Il y a dans METCH quelque chose du mine de rien. Si, pour reprendre les mots d’Ivo Dimchev, ce spectacle tisse « un concert-exposition, une vente aux enchères, un exercice, une production excessive de peintures, un dialogue obsessionnel avec le public et, bien sûr, des chansons… », ces diverses formes déboulent pour certaines d’entre elles mine de rien. Ou usent, mine de rien, du recours à la provoc’, au potache, au trash, pour tacler le confort intellectuel petit-bourgeois des acteur·rices du monde de l’art (artistes et publics inclus). Mais reprenons. Dans METCH (comme « Musique, Exposition, Texte, Chorégraphie »), l’artiste queer bulgare installé aux États-Unis entre sur une scène comportant seulement des piles de tableaux retournés, dont on ne voit d’abord que le châssis, et un autre entassement de planches de bois. Avec sa perruque évoquant Andy Warhol, son style branché et décontracté – débardeur blanc, veste, fine moustache, collier à grosses perles –, l’homme porte dans son dos un pupitre. Un étrange fardeau qui ne l’empêche pas d’afficher une désinvolture sans failles et un tempérament fantasque. Débute alors un « dialogue » entre cette caricature d’artiste – poseur cocaïné, égocentrique, prêt à toutes les compromissions – et le public.
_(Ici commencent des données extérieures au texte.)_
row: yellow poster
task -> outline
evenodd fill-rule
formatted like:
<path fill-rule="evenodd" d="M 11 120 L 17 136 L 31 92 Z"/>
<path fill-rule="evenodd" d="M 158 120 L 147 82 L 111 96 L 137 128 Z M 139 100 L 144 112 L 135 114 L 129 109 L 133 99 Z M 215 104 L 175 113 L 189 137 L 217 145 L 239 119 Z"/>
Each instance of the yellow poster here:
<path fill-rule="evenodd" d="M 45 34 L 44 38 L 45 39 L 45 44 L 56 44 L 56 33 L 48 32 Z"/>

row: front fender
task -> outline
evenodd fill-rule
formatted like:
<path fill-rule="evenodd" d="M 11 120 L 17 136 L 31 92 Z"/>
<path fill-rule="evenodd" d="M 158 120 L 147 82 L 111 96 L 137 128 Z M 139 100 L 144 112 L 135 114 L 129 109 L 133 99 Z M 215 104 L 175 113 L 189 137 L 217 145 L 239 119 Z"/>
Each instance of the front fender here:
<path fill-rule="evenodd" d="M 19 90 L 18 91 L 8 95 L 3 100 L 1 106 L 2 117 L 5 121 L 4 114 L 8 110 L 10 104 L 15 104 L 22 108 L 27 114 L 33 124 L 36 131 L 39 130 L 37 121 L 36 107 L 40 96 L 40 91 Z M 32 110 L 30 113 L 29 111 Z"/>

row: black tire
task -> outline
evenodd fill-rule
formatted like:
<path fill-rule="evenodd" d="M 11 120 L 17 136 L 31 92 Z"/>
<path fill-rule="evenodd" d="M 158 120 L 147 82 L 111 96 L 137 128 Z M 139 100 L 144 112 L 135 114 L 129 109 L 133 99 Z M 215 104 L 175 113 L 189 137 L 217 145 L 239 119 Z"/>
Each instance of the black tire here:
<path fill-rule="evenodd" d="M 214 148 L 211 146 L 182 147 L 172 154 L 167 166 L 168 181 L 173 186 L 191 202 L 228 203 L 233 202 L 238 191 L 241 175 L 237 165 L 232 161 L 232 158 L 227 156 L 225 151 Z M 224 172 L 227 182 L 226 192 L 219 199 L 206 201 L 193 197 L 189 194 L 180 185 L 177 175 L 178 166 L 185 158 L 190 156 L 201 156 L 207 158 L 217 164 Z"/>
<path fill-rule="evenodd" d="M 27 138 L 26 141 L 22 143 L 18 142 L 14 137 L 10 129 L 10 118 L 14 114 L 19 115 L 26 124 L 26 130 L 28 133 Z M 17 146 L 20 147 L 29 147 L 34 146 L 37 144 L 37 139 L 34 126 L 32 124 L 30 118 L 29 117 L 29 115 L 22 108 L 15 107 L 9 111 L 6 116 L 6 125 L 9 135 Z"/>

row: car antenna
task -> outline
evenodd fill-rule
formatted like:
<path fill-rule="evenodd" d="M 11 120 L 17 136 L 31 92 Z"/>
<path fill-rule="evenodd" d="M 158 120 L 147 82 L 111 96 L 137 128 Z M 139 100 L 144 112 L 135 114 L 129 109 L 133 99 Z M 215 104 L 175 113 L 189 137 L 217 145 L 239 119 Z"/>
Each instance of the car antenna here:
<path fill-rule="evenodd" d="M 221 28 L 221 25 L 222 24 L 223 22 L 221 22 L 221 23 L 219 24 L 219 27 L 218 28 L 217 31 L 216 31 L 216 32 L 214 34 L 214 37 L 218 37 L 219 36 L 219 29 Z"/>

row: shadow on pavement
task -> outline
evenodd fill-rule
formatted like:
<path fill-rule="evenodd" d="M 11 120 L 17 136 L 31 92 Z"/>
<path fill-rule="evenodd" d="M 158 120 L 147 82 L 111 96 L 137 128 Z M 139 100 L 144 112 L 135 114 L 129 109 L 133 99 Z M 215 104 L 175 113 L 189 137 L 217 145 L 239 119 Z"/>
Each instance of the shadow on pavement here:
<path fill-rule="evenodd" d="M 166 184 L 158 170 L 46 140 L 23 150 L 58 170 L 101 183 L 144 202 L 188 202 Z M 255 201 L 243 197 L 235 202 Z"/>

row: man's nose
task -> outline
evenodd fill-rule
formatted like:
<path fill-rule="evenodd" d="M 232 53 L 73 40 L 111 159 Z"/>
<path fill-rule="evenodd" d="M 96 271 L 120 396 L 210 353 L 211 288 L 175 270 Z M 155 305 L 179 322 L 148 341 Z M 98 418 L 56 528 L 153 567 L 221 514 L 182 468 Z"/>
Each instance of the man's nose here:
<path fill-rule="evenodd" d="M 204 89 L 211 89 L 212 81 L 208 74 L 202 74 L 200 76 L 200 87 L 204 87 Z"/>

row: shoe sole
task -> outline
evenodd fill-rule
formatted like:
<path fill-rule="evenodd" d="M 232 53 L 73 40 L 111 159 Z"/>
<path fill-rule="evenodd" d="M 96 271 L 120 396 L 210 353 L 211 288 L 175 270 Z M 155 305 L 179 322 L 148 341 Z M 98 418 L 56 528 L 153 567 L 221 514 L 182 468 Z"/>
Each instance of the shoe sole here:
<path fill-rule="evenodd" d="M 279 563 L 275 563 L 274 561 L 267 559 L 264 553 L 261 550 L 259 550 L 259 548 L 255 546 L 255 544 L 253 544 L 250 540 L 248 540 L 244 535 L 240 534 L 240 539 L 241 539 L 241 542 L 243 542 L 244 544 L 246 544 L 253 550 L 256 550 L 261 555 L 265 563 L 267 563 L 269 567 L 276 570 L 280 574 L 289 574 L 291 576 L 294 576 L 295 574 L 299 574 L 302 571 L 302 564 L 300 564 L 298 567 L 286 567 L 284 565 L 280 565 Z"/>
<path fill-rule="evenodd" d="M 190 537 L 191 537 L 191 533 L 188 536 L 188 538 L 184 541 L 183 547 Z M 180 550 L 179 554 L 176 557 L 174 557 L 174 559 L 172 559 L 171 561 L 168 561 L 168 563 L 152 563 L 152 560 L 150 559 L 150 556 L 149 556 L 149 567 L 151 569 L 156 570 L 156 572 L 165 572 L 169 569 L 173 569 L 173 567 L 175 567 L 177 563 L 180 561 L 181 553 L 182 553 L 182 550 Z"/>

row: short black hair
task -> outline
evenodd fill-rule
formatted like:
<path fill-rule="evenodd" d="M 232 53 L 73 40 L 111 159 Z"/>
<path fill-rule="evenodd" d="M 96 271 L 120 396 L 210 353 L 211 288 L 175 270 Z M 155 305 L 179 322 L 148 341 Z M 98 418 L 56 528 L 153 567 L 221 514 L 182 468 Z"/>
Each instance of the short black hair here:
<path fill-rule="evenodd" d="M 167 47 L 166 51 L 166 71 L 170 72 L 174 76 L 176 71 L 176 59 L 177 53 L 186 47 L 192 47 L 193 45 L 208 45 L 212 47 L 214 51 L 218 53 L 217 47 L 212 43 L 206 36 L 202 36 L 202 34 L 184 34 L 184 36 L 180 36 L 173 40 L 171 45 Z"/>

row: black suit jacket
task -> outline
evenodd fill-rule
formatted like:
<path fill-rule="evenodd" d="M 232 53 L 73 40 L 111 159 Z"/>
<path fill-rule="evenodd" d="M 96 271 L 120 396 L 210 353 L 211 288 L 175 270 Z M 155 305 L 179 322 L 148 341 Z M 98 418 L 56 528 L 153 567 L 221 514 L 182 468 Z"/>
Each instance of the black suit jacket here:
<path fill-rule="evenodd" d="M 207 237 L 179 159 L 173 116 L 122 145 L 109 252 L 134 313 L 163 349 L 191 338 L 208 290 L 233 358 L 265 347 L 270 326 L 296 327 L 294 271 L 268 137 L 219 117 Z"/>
Dimchev nous invite, en effet, à lire à voix haute un texte que l’on découvre au fur et à mesure, et auquel il répond directement. Cet échange porte initialement sur l’exposition que l’on s’apprête à découvrir. Sauf qu’en travaillant le décalage entre ce que le dialogue nous attribue comme attentes, positions, émotions et ce que l’artiste répond, le tout pointe les conventions, les mondanités, les lieux communs qui traversent et structurent le monde de l’art. Toute la performance se déplie ainsi sur le mode de l’ironie, entre pastiche (imitation du monde de l’art) et parodie (transformation, déplacement de ce monde). La musique surgit régulièrement, Ivo Dimchev parsemant ses actions de ses belles compositions, dont le tempérament, de l’infinie mélancolie aux sonorités plus rocks, vient contre-balancer l’atmosphère grinçante.
Du vote pour sélectionner ses meilleurs tableaux aux dialogues pré-écrits, de son récit d’une fellation à un directeur d’une grande institution à ses peintures en direct, tout cela pourrait sembler un peu court parfois, gentiment impertinent et trash. Sauf qu’avec son humour crissant, les décalages grinçants et l’entrechoquement des situations – nous faire gloser sur ses peintures représentant des fellations, des pénétrations, comme des destructions ou le génocide à Gaza, pendant qu’il exécute au pas de charge un nouveau tableau sur le génocide – Ivo Dimchev renvoie un miroir sans fard au monde de l’art. Un monde où la radicalité et l’insolence sont volontiers convenues et conformistes ; où la parole politique et les valeurs éthiques ne sont que des postures ; où il est attendu des artistes qu’iels mettent leurs tripes sur la table, qu’iels se mettent à nu – à tel point que l’on se demande si cette injonction n’est pas la perpétuation d’un rapport de soumission/domination ; et où le plus important est autant de pouvoir spéculer (acheter une œuvre) que réaliser un selfie pour alimenter les réseaux sociaux.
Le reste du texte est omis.